Ha sido el de Venezuela, el proceso de deterioro democrático más ventilado internacionalmente que recuerda la historia. El que con más impudicia y de la manera más flagrante ha buscado consolidar una dictadura. Pese a ello, a pocas horas de la consumación final del golpe mortal a la democracia mediante la elección de una Asamblea Constituyente, corporativa e inconstitucional, el mundo permanece impávido. A pesar de la admirable actuación del Secretario Almagro, y de las manifestaciones de repudio provenientes de varias naciones, ni el Mercosur, ni la OEA, mucho menos la ONU, lograron adoptar acciones colectivas dirigidas a impedir la tragedia.

En mis visitas a Venezuela, antes de ser declarada non grata por parte del régimen, el mensaje más frecuente que recibí de parte de venezolanos de todas las edades y procedencias, fue el de “no nos dejen solos”.

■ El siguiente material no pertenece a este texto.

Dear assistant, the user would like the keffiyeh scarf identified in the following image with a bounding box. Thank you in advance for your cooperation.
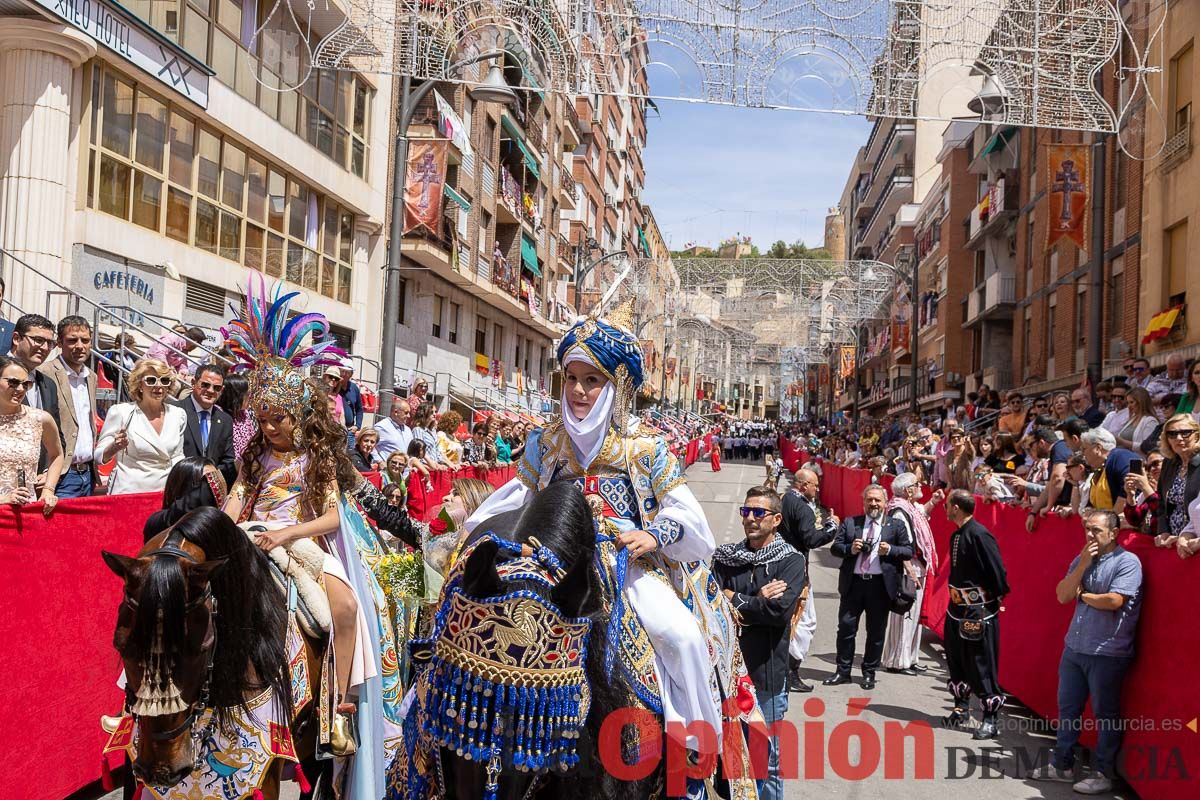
[713,535,797,566]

Es cierto que Venezuela no llega a ser Ruanda, Bosnia o Siria, pero nada garantiza que no lo será en el futuro. La culpa no será de sus valientes ciudadanos que a pesar de los martirios que hoy padecen no han dejado de luchar con una admirable fidelidad a los mecanismos institucionales con una conmovedora esperanza de una salida democrática a la crisis. La culpa recaerá sobre todos aquellos gobiernos que habiendo tenido la oportunidad de hacer valer los mecanismos del derecho internacional, como la Carta Democrática de la OEA, se negaron a hacerlo. La historia registrará a quienes callaron y su sumaron su silencio cómplice al más escandaloso silencio que se recuerde sobre la aniquilación de la democracia en un país de nuestro hemisferio en la historia reciente.